The fact that few Canadians, never mind Americans, understand much about aquatic ecosystems, let alone the Athabasca system in particular, is what anti-oilsands groups, eager to wildly spin reports about the river out of all proportion, are counting on. It’s why they have repeatedly broadcast accounts of supposedly deformed fish found at the river. In fact, the one, single specimen produced, a fish allegedly discovered with two jaws, was, scientists later determined, not deformed at all: it was just badly decomposed. As the gold-standard Royal Society of Canada reported in its sweeping December 2010 study of the oilsands: “Current evidence on water quality impacts on the Athabasca River system suggests that oil sands development activities are not a current threat to aquatic system viability.”

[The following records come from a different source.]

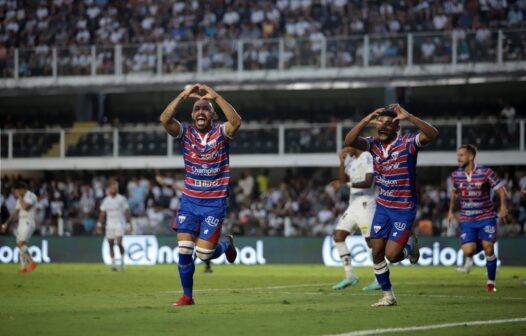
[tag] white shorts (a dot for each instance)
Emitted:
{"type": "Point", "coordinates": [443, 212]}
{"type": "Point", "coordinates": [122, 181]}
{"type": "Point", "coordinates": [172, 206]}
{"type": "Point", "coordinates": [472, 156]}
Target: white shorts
{"type": "Point", "coordinates": [114, 232]}
{"type": "Point", "coordinates": [359, 215]}
{"type": "Point", "coordinates": [24, 231]}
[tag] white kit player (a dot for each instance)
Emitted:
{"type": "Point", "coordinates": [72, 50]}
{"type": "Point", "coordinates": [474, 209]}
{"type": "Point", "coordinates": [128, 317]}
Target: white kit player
{"type": "Point", "coordinates": [356, 170]}
{"type": "Point", "coordinates": [114, 208]}
{"type": "Point", "coordinates": [26, 212]}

Anti-oilsands groups also make a habit of claiming that the Athabasca is being drained for use in oilsands processes. It’s a claim that’s every bit as baseless as the polluted water and mutant fish. The truth is that all the oilsands companies combined only have permission from the government to use a maximum of 2.2 per cent of the Athabasca River’s flow. Typically, they only use 1 per cent – but even that gets cut back significantly in low-flow periods, under a water management law. And only the oilsands mines use river water for their production; most oil sands operations use in situ processes—drilling for oil underground—and don’t use the river at all. They also recycle 90% of the underground spring water they do tap.
That’s another thing that makes the oilsands region strange and unique: a lot of industrial areas aren’t nearly as ethical in the way they use water. Some American states, particularly in the parched southern U.S., have signed contracts apportioning out 100% of the flow of certain rivers. It’s not uncommon for up to 85% of the Potomac River to be drained for human use—roughly 40 times more than what oilsands operators are permitted to draw from Alberta watersheds. If you’re looking for serious impacts on water, you’ll find plenty in Washington D.C. and Arizona. You certainly won’t find it around the oilsands.